Mike Volpe Talks ROI
This week, we continue our interview series by speaking to Mike Volpe, Chief Marketing Officer at HubSpot, a marketing software company. Volpe leads the company’s lead generation and branding strategy through inbound marketing and under his leadership, HubSpot’s marketing has won more than 30 awards and been featured in over 20 marketing and business books. Volpe also co-hosts the weekly marketing podcast HubSpot TV, blogs frequently and is very active in social media and as a marketing speaker.
What are your thoughts about the ROI of social media? Two things: First, the ROI is huge. There has been a big transformation in what marketing is effective today. You used to be able to just tell people what to think of you in advertisements and sell to them with cold calls. Now consumers have all sorts of ways of blocking that outbound marketing. You need to attract people using inbound marketing, making it easy for them to find you in blogs, search engines and social media. So, as part of an inbound marketing strategy, social media can be a great and valuable tool.
Second, I am not sure why everyone is holding social media to such a precise and exactly measured ROI when marketers have done all sorts of things for decades that did not have a great measurable ROI. Sure, you can measure the ROI of social media pretty well, but why hold it to a higher standard than print ads or events?
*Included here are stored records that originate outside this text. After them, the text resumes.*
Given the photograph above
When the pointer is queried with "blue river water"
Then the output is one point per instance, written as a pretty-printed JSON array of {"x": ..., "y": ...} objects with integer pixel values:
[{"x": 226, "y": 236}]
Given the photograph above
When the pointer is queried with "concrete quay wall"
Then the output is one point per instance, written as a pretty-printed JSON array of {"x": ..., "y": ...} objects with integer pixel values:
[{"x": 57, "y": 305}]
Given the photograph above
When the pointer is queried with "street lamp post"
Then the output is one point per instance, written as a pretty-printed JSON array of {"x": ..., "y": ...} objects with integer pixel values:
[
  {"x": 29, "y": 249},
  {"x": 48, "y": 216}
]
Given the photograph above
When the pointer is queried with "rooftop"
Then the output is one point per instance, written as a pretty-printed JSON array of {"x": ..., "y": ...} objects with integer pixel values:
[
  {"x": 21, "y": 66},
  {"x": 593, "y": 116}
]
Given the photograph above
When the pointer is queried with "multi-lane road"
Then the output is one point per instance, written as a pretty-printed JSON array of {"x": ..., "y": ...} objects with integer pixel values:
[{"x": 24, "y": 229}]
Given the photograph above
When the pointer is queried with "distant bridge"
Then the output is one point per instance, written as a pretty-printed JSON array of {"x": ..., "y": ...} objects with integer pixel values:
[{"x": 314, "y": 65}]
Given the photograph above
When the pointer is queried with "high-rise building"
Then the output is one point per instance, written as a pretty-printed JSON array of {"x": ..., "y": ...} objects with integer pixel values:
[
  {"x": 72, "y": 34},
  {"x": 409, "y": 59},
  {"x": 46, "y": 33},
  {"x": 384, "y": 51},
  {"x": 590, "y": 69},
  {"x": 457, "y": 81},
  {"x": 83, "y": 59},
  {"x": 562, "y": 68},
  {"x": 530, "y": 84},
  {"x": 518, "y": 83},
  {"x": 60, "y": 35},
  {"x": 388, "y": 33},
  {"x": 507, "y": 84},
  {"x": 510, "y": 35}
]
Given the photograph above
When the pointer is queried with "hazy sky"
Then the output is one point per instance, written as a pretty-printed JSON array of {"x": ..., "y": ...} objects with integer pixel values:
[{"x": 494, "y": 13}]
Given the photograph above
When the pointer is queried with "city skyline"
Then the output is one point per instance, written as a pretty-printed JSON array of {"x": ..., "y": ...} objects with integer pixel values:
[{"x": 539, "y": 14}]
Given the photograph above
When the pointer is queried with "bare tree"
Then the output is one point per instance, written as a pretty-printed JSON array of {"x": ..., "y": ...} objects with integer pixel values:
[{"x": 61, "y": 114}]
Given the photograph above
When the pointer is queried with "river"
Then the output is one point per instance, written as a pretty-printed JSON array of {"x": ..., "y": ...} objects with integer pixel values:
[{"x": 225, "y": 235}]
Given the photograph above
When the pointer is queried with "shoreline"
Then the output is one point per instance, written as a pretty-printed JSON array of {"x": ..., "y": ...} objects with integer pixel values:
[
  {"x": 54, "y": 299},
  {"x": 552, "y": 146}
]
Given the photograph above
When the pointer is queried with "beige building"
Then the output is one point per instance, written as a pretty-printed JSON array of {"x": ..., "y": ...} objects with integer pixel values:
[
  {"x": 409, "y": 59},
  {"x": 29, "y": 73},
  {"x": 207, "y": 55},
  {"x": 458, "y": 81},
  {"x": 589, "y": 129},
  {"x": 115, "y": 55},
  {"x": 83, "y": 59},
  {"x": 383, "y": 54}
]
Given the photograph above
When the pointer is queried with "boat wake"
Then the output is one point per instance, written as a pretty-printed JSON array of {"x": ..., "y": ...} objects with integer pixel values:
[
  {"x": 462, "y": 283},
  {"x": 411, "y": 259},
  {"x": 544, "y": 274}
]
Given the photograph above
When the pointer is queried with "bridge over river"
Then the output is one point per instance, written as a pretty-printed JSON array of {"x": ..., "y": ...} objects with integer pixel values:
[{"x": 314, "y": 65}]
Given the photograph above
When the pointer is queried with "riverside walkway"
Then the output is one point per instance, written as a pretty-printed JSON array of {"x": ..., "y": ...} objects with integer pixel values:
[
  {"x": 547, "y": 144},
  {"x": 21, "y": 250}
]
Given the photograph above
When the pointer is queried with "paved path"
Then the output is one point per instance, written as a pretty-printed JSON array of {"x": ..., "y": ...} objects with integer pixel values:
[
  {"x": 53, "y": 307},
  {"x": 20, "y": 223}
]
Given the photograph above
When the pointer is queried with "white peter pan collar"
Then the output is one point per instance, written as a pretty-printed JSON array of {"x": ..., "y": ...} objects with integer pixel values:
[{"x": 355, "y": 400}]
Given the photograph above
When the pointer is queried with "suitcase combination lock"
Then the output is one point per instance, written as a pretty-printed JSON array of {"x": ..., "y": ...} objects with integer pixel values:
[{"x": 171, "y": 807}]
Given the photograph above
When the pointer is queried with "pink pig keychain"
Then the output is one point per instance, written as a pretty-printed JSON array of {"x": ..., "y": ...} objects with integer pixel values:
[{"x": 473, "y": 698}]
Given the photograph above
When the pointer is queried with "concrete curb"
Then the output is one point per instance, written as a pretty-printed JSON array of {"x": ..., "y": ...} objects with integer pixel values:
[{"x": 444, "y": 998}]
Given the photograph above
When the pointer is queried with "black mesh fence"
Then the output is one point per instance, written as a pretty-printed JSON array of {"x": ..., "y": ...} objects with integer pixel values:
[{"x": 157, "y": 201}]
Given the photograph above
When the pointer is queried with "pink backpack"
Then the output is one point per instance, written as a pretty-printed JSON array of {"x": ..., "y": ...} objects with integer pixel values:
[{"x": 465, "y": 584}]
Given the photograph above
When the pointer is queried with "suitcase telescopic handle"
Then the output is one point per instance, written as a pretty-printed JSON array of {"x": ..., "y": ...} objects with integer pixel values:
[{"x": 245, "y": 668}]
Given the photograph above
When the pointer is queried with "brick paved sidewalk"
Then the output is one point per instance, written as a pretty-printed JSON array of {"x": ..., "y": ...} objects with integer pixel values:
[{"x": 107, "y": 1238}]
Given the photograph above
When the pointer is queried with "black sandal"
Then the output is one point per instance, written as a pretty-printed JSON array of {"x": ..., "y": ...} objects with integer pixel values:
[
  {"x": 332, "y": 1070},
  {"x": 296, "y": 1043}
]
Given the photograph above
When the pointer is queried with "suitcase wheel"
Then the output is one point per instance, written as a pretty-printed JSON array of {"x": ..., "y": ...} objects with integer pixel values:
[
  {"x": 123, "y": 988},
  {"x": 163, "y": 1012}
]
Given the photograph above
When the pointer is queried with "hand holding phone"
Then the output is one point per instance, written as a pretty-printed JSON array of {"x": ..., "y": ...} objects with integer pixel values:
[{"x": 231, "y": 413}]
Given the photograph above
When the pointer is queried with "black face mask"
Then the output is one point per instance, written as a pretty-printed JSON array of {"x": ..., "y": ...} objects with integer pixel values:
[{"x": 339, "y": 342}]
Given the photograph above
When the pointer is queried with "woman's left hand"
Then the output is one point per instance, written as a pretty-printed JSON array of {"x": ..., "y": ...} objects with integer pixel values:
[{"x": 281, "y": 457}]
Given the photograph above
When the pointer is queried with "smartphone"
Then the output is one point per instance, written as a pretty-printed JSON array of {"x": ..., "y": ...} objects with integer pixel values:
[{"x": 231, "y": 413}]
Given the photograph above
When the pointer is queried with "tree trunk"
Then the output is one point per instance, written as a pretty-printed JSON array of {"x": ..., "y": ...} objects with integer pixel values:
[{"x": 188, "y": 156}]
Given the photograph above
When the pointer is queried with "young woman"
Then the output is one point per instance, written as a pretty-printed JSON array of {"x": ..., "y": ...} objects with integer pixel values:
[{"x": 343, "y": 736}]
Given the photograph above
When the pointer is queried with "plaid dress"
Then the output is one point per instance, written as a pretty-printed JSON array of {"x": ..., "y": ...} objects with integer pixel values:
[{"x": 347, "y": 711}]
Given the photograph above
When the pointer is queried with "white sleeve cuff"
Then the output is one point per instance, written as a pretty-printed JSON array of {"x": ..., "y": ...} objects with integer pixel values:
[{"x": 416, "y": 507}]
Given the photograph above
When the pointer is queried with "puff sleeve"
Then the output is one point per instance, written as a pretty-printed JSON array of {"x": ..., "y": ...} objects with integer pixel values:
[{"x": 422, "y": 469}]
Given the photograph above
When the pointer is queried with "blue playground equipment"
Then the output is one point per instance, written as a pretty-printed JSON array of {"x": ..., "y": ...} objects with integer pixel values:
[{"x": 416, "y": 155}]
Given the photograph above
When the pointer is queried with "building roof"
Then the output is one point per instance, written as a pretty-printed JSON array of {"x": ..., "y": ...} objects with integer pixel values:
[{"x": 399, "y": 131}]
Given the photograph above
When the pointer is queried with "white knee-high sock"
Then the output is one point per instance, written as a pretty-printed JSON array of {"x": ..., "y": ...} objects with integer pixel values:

Are marketers that promise ROI setting expectations that cannot be delivered solely by social measures? Maybe, but it is not because of ROI they promise. The reason that is a mistake is that social media is actually not all that helpful or effective on its own. Social media is just a technology like the phone or email. Using it alone is not useful or effective. You need to have something useful, valuable and interesting to talk about in social media and a way to convert those social media connections into leads and sales. So anyone that says they can use social media alone to deliver ROI might not have a great strategy and might be misguided.
Is there a difference between ROI or “impact”? If so, is one more important? No difference in my mind. The R in ROI is the impact that your activity had. Technically ROI also compares the impact to the cost or investment, so maybe there is a little difference, but the concept is the same.
Does a consultant or agency need an ROI mindset when they work with a client? If so, how do you find out? Yes. Marketing today is measurable, and all good marketers measure what they do. I think clients should demand ROI and reports from all of their vendors. It often makes sense for the client to use their own analytics to measure what their consultants or agencies are doing, so they have an unbiased view. Smart marketers and companies take an active role in their marketing, and if you do outsource some of it, you are the ones who manage it, set the goals, and measure it.
Read more about Mike Volpe at his website.
Hubspot is truly walking the talk. I’ve downloaded several of the free ebooks and signed up for multiple webinars…none of which I’ve attended…but all of which I’ve downloaded. They give away so much valuable content that it’s impossible not to think of them as an ally. If/when I ever need their services, I’m automatically pre-disposed to use them…and they have my ear whenever they have something sell. They are truly utilizing the beacon effect…pulling people to them via a variety of content pieces.